Kerstin dagegen mag kein "Grünzeug", sondern pralle, farbenfrohe Sträuße. Hella liebt duftende Blütenzweige wie Jasmin oder Flieder, ein Stück Kindheit im elterlichen Garten.
Keine von ihnen würde eines dieser Tütchen ins Blumenwasser schütten, das die Sträuße länger haltbar macht. Die Blumen werden nicht welk, doch die Knospen gehen nicht auf. Sie verlieren einfach ihre Frische, ihren lebendigen Schmelz.
"Ich will doch keine Mumien auf meinem Wohnzimmertisch!", erklärt Margit.
Rote Rosen sind die letzten sprechenden Blumen, und nur Liebende können sie hören. Rote Rosen, aus dem Lächeln Amors entstanden, aus den Haaren der Morgenröte gefallen, aus dem ersten Blut gewachsen, das auf Erden vergossen wurde. Unendlich die Zahl der Legenden, die sich um sie ranken. Die Königin der Blumen ist kein verzärteltes Pflänzchen sondern ein starkes Symbol. Und sie verkauft sich in Deutschland rund 1,4 Millionen mal jährlich.

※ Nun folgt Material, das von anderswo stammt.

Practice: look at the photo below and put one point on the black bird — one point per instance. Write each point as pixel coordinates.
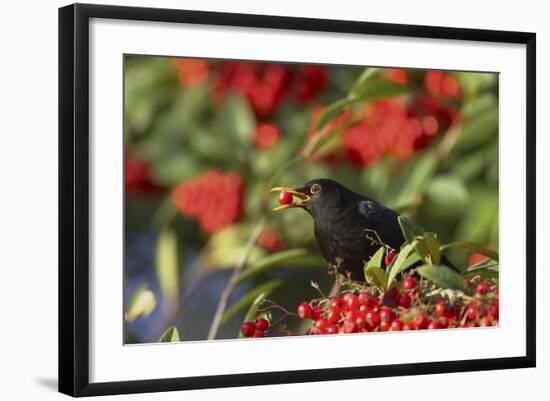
(348, 226)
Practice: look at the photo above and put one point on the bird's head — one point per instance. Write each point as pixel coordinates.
(320, 196)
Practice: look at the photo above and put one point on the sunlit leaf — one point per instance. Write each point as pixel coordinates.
(402, 261)
(427, 247)
(225, 248)
(472, 247)
(293, 258)
(142, 303)
(170, 335)
(444, 277)
(409, 229)
(374, 274)
(363, 80)
(412, 183)
(247, 299)
(166, 266)
(375, 90)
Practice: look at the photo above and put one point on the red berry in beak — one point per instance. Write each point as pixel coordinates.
(285, 198)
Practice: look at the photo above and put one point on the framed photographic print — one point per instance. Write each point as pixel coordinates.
(238, 192)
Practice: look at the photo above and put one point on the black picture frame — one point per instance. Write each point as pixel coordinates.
(74, 197)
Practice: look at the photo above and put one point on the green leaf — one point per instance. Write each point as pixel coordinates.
(401, 262)
(225, 248)
(447, 193)
(167, 266)
(427, 246)
(415, 178)
(486, 268)
(170, 335)
(410, 230)
(444, 277)
(363, 79)
(330, 142)
(377, 258)
(249, 298)
(142, 303)
(472, 247)
(374, 274)
(380, 89)
(295, 258)
(240, 119)
(480, 129)
(373, 91)
(331, 112)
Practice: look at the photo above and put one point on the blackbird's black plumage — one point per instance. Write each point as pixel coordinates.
(346, 223)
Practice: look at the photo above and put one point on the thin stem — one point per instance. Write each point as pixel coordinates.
(232, 283)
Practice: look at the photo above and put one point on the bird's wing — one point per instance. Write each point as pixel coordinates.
(383, 221)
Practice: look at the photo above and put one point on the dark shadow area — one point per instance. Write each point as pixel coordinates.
(48, 382)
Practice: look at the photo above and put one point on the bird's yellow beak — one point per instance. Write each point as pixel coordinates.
(295, 192)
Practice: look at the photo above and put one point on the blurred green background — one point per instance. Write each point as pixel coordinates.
(206, 139)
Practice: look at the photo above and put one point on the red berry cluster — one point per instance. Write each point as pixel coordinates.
(266, 136)
(439, 84)
(387, 128)
(214, 198)
(191, 72)
(404, 308)
(330, 126)
(270, 241)
(137, 176)
(264, 84)
(396, 126)
(255, 328)
(310, 81)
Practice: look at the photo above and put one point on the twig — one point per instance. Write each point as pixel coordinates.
(224, 299)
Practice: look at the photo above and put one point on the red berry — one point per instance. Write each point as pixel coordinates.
(336, 305)
(285, 198)
(473, 311)
(350, 327)
(247, 329)
(364, 309)
(492, 313)
(481, 288)
(372, 318)
(404, 300)
(485, 322)
(409, 326)
(389, 257)
(441, 309)
(386, 314)
(333, 316)
(321, 325)
(409, 284)
(351, 301)
(261, 324)
(305, 310)
(352, 314)
(361, 323)
(316, 312)
(396, 325)
(385, 325)
(420, 321)
(365, 298)
(434, 325)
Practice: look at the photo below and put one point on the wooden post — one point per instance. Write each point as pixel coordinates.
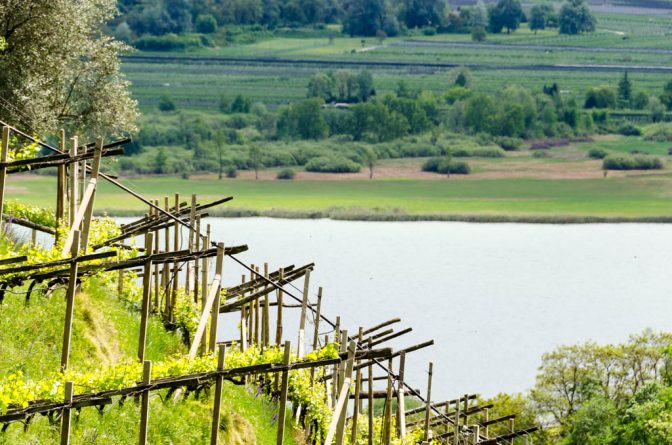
(70, 302)
(204, 289)
(214, 314)
(166, 267)
(219, 383)
(358, 388)
(146, 297)
(278, 329)
(456, 436)
(401, 403)
(428, 408)
(91, 188)
(4, 153)
(72, 179)
(176, 247)
(196, 263)
(144, 409)
(387, 426)
(283, 397)
(66, 417)
(266, 315)
(345, 388)
(60, 189)
(371, 407)
(302, 320)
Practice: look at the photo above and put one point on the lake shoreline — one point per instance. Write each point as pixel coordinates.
(368, 215)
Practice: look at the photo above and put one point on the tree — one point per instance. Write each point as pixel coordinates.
(241, 104)
(575, 18)
(166, 103)
(63, 73)
(255, 159)
(625, 90)
(321, 85)
(365, 17)
(370, 159)
(666, 97)
(420, 13)
(506, 14)
(206, 24)
(365, 87)
(538, 16)
(600, 97)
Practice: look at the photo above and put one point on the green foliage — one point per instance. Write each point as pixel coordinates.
(576, 18)
(622, 162)
(167, 104)
(660, 132)
(285, 173)
(332, 165)
(91, 96)
(597, 153)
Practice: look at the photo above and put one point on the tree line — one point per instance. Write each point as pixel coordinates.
(358, 17)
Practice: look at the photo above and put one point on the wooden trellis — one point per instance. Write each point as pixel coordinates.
(171, 262)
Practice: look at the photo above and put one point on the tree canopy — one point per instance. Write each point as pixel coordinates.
(59, 70)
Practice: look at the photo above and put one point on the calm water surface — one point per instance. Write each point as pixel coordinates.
(494, 297)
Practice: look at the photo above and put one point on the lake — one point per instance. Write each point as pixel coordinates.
(494, 297)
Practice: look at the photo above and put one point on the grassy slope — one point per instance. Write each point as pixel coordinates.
(106, 331)
(624, 197)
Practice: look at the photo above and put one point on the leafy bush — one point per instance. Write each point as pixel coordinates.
(508, 144)
(622, 162)
(628, 129)
(326, 164)
(597, 153)
(285, 173)
(231, 172)
(441, 165)
(169, 42)
(166, 104)
(661, 132)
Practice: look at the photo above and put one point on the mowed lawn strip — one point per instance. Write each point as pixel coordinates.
(630, 197)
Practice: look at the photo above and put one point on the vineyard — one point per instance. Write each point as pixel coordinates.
(330, 381)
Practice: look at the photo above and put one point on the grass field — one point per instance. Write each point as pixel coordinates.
(631, 198)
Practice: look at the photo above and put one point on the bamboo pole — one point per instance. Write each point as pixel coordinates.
(146, 297)
(72, 179)
(219, 383)
(214, 314)
(144, 409)
(401, 403)
(88, 215)
(387, 426)
(283, 397)
(278, 329)
(60, 189)
(67, 413)
(428, 408)
(302, 320)
(70, 302)
(4, 153)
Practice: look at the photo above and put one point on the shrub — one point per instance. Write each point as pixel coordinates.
(166, 104)
(169, 42)
(628, 129)
(597, 153)
(508, 144)
(285, 173)
(442, 165)
(622, 162)
(231, 172)
(332, 165)
(661, 132)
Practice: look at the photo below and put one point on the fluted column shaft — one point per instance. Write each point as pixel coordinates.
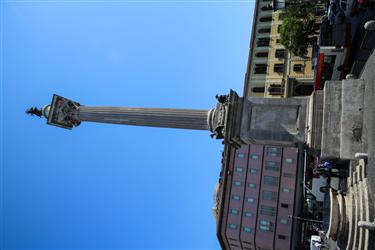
(152, 117)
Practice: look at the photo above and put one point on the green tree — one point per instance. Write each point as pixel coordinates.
(297, 27)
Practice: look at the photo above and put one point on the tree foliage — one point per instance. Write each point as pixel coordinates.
(297, 27)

"Die Bedeutung der anderen Blumen kennt heute niemand mehr," erklärt die Floristin von nebenan, die sich im vergangenen Jahr selbstständig gemacht hat. "Sie sollen halt passen." Zum Hochzeitskleid oder zur Wohnung, zum Beschenkten oder zum Geldbeutel. Und sie fügt noch hinzu, dass Nelken als typische Friedhofsblumen nicht unbedingt zum Geburtstag verschenkt werden sollten, auch wenn sie ab und zu welche in die gemischten Sträuße schmuggelt. Dafür versucht sie auch schon mal, einen Grabschmuck mit lebhafteren Farben zu gestalten. "So eine Beerdigung ist ja schon trist genug."
An den Brautstrauß hängt sie aber immer noch gerne zwei verschlungene Myrtenringe und bindet eine Regenbogenkristall mit ein, "weil das Glück bringt"
Die Myrte - gab es da nicht diese Geschichte von der Geburt der griechischen Liebesgöttin Aphrodite, die aus dem Schaum des Meeres geboren wurde und am Ufer nur einen Myrtenstrauch fand, in dem sie ihre Nacktheit verbergen konnte?

Aber davon ein andermal. Das gehört ja wieder in die Romantik-Abteilung, zu Alice im Wunderland:

  • "Oh du Feuerlilie", sagte Alice, denn eine solche wuchs da und schaukelte anmutig im Wind, "wenn du doch nur reden könntest!"
    "Wir können schon", sagte die Feuerlilie, "Solange jemand da ist, mit dem es sich lohnt."

Wie kitschig. Wie blumig. Und wie wahr.